Take the situation in Europe, for example. We wrote last week about how EU regulators were reconciling a pair of directives that could severely limit the ability of European institutions to invest in private equity or hedge funds domiciled outside of the EU. The proposals also included possible leverage and compensation caps, plus loads of new disclosure mandates (including one that would require “taken-private” companies to continue providing public financial reports for two years).
European regulators had given themselves until the end of this month to reach agreement, but Reuters reports this morning that the talks have “collapsed.” Now, the next-earliest vote will come in September, although there is no indication of serious movement on the key issues of contention (including a so-called passport, which would allow a PE firm to gain access to all EU institutions by satisfying the regulatory requirements of a single EU member).
Back here at home, things are no more certain. The much-discussed change to carried interest tax treatment is tied up in a so-called Job Extenders bill that appears to be on “death’s door.” Even if it were to somehow be revived, Congress long ago gave up the ghost of treating carried interest as ordinary income — instead proposing a hybrid structure in which some carried interest would continue to be treated as capital gains (still waiting for an elected official to explain that concession as anything other than an attempt at political expediency).
And then there are the PE-specific provisions included in the larger financial reform package, which is in the midst of its “final, frantic hours.”

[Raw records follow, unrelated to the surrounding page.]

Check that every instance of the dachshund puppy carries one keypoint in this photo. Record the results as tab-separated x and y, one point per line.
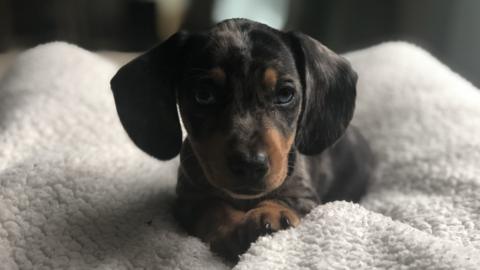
266	113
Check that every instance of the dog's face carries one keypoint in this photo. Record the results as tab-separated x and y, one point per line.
248	95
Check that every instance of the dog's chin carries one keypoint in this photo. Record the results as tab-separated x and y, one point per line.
244	196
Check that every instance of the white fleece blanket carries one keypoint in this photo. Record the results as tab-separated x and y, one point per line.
77	194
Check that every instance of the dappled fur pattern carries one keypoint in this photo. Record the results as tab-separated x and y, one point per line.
250	165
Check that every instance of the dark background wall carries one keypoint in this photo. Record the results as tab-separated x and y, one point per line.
449	29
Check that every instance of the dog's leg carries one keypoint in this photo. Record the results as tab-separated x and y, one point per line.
243	229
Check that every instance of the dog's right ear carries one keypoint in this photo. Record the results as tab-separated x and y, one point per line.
145	97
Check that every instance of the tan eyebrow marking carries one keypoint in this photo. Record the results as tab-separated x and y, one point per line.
218	75
270	77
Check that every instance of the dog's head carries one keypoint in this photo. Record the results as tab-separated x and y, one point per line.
248	96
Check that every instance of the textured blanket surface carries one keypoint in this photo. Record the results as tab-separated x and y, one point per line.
76	193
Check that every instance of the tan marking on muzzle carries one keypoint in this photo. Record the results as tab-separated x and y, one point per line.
277	147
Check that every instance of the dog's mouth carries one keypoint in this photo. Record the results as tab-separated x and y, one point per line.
245	194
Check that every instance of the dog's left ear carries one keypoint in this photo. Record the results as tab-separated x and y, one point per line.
329	92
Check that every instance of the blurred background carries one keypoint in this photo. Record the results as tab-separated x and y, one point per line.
449	29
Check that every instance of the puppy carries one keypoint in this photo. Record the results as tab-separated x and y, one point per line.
266	113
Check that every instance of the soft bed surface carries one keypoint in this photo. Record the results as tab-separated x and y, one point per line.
76	193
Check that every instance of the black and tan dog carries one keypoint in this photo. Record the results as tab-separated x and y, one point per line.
266	113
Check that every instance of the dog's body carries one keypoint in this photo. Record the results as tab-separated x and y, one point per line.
265	112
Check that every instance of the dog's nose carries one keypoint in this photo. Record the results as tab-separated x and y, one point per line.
251	168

This is the bill that contains the so-called Volcker Rule, which originally would have prevented U.S. banks from either sponsoring in-house private equity funds or from investing their own capital in third-party funds. As of last check, it appears that Wall Street has secured some softening on that last point, winning an argument about how investing alongside their clients makes for a better alignment of interests. We’re also expecting some clarification on the first point, but it’s likely to be more of a how-to guide to divestiture, rather than a divestiture exemption.
Finally, there is the registration issue. Private equity funds with more than $150 million in committed capital will be required to register, although the costs will be relatively low if a fund is that large. Venture capital funds, on the other hand, have been completely excluded (even those with $1 billion+). Still no official word on how “private equity” or “venture capital” will be defined, except that the SEC will tell us later. In other words, this isn’t going into effect any time soon.
Look, it’s possible that the winds of change will boomerang in the upcoming days, weeks or months. Europe could get its misguided act together, a tough Volcker Rule could be passed and the Job Extenders bill could be saved (or perhaps carried interest taxation finds its way into other legislation). But, as of this moment, private equity is beaming with unexpected optimism.